Un pensiero al giorno

La gente di ogni parte del mondo oggi cerca la soluzione del problema umano nel progresso scientifico, nel successo politico, professionale e nell'immediata soddisfazione dei bisogni e delle passioni. Accade perciò che, mentre ciascuno invano cerca di difendersi egoisticamente dal sacrificio e dal dolore, in realtà provoca situazioni di inaudita sofferenza a se stesso e agli altri. E' un assurdità, ma costituisce la logica comune. (Anna Maria Cànopi)

lunedì 22 giugno 2015

L'università di Rebibbia

Il carcere è uno sconosciuto pianeta che pure gira in un’orbita vicinissima alla nostra città. Di questo pianeta tutti pensano di sapere tutto, esattamente come la Luna senza esserci mai stati.

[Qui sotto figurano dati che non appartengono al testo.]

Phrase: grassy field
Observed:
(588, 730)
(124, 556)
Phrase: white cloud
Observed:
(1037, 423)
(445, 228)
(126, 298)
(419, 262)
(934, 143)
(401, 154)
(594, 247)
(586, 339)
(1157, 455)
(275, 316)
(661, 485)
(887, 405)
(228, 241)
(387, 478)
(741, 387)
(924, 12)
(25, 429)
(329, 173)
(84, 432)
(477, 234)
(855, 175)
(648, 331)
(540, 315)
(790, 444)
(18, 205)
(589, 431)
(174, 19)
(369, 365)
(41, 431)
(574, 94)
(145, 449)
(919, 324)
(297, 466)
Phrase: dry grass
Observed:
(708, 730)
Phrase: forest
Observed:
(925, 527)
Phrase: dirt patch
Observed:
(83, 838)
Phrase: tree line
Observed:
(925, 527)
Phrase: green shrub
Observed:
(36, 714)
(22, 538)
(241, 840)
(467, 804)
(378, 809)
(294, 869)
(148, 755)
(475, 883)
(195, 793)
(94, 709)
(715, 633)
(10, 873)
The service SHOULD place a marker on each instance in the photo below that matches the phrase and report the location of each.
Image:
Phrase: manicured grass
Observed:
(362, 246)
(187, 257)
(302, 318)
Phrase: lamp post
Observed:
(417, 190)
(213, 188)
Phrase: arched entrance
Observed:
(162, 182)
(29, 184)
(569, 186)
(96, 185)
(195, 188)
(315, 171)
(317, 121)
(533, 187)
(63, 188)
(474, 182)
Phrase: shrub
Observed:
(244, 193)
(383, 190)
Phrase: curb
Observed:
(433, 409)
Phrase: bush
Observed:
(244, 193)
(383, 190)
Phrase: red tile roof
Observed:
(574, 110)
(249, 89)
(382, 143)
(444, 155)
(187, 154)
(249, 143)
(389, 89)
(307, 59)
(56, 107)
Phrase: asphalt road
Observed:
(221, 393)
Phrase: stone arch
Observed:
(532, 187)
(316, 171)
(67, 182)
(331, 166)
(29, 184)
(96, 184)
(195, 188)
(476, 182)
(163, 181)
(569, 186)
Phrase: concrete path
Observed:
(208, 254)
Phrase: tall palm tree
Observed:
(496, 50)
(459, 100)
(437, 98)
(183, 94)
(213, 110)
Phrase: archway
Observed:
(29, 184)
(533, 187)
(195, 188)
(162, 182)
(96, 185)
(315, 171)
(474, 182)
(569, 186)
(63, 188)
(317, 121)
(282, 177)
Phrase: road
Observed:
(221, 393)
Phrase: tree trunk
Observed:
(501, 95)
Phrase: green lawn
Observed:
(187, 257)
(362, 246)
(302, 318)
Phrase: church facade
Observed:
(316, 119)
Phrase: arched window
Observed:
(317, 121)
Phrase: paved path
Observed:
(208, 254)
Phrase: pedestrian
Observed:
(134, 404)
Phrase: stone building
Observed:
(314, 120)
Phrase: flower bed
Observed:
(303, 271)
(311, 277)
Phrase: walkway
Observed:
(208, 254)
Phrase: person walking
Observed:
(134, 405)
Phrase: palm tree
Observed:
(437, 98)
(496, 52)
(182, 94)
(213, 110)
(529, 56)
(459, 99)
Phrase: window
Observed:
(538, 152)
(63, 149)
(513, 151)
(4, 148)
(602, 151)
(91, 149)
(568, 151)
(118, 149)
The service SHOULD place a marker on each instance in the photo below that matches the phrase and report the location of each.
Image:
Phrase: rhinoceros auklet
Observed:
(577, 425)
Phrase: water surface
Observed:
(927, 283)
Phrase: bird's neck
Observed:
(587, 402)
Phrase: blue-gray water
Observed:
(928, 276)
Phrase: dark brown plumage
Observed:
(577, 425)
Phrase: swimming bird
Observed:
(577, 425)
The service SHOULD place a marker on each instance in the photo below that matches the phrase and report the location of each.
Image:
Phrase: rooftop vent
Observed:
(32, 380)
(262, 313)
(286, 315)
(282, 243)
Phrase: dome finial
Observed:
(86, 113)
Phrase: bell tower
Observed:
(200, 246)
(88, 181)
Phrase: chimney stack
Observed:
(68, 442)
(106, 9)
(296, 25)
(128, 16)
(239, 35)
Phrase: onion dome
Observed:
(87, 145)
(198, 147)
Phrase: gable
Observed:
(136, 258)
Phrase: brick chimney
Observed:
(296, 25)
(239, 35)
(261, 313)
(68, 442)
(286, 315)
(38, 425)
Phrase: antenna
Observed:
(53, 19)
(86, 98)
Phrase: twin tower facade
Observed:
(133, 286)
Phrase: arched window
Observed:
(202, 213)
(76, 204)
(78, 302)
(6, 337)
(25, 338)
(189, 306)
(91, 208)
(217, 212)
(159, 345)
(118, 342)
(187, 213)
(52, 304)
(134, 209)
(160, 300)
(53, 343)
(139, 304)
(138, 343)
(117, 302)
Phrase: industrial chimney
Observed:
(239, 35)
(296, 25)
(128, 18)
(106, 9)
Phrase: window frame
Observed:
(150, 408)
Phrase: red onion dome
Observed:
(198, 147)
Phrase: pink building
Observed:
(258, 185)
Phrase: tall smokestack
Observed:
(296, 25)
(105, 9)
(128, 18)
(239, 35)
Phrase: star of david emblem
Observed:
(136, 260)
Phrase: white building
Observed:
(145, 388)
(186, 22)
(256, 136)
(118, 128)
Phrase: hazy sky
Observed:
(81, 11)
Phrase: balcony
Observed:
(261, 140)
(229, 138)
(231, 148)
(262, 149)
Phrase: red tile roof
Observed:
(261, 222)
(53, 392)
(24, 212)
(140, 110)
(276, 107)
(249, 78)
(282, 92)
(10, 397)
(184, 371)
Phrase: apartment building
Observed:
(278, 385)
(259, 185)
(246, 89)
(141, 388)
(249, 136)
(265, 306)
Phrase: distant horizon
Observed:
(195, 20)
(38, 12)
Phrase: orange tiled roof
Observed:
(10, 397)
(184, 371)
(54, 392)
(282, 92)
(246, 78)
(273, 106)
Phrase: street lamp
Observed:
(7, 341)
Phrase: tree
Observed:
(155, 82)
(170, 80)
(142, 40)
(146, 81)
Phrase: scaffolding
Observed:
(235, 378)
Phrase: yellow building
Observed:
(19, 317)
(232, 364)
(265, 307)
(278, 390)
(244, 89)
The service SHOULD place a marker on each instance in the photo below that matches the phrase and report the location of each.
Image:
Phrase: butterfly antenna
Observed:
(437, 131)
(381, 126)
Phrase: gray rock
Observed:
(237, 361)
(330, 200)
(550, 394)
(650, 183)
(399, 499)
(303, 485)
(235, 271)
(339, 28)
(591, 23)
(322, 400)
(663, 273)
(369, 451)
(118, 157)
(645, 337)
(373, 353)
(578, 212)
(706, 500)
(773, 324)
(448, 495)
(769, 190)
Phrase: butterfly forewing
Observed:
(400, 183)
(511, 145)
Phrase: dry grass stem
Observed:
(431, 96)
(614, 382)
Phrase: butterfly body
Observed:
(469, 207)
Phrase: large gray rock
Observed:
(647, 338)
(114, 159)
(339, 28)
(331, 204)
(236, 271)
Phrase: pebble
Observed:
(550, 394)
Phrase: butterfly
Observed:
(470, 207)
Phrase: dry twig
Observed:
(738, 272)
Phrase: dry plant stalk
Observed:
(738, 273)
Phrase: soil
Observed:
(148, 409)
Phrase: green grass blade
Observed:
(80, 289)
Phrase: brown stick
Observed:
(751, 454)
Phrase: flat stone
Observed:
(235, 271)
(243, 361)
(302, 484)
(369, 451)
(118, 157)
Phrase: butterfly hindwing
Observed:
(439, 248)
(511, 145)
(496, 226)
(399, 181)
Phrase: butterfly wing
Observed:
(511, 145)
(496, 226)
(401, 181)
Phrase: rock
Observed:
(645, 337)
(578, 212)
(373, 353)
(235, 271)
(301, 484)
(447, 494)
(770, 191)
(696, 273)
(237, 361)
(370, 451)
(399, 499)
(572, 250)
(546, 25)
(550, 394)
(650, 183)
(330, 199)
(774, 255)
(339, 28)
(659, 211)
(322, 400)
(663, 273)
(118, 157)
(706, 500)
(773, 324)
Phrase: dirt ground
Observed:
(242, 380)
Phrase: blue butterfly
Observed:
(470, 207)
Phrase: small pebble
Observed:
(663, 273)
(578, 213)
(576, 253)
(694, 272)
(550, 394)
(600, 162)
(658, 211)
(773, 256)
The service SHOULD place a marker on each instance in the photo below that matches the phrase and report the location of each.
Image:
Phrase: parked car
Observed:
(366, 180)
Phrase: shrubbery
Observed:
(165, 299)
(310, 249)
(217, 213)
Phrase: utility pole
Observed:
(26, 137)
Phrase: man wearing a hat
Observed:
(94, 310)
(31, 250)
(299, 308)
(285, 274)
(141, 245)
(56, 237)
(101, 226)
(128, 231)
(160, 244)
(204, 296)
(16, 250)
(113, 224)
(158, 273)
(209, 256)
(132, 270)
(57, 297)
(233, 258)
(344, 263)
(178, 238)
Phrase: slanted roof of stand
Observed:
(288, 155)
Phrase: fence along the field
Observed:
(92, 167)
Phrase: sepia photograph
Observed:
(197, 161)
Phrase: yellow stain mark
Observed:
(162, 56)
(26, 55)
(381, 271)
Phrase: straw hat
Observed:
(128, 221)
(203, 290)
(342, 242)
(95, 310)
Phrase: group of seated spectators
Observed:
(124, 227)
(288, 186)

È la frase-riflessione del libro dalla quale mi sento di partire, dopo averne letto un altro sempre sull’esperienza del carcere “Urla a bassa voce. Dal buio del 41bis e del fine pena mai” a cura di Francesca De Carolis.
Il carcere è un non-luogo, emblema di un paradosso, ovvero la detenzione come rieducazione alla vita civile. Ci troviamo invece di fronte al crollo di una società incapace di gestire i normali problemi derivanti dalla coesistenza di tante persone e che non trova di meglio che racchiudere il proprio fallimento tra quattro mura, buttando la chiave. Gente persa nei gesti e nei pensieri alla quale vengono distribuite giornalmente poche gocce di morte, a chi per poco tempo, a chi per vent’anni o per tutta la vita. Uno stillicidio mantenuto dai colloqui con i familiari, salvo poi decidere di accelerare il crack psichico con i trasferimenti in altri non-luoghi, interrompendo legami faticosamente creati sia all’interno che all’esterno.
Il carcere non è una scuola di vita, ma addirittura un’università dove tutte le dinamiche sono esasperate, magistrali, dove i vizi e le virtù ingigantiti, difficili da controllare, dove la differenza di classe è presente come fuori, insormontabile.
Nel carcere vige, crudele, la selezione naturale.
Tante le figure che nel romanzo danno vita a un guazzabuglio di emozioni, ad uno zoo colorato. C’è Giovannella che usa il carcere per abortire senza inutili perdite di tempo dovute alla burocrazia; Marrò, attrice tossico-dipendente, che si fa chiamare per cognome perché Teresa non le piace; Annunciazione, una specie di eunuco gigante, incapace di relazioni sociali, che entra ed esce dal carcere; la zingara che, contrariamente al normale, non importuna e non ti chiede niente perché non sta lavorando. E poi Barbara, Marcella, Roberta, Ornella e Suzie Wong, una cinese piccola, minuta che usa indossare una vestaglia orientale tutte le volte che entra in cella e si appresta a preparare il tè.
Contrariamente a quello che si pensa, il carcere è il luogo dove si parla di più d’amore e dove la voglia di tenerezza passa attraverso strade che la società considera contrarie alla norma, dimenticando che il carcere non è altro che il suo spettro.
Goliarda Sapienza aveva 55 anni quando entrò nella sezione femminile di Rebibbia per un furto di gioielli. A questa età è normale pensare di sapere già tutto del mondo, di aver vissuto a sufficienza da poter insegnare qualcosa; invece ci si ritrova a diventare studenti, a dover ricominciare tutto daccapo. Situazione che la scrittrice ha poi continuato a subire perché la sua grandezza narrativa non le fu mai riconosciuta se non post mortem.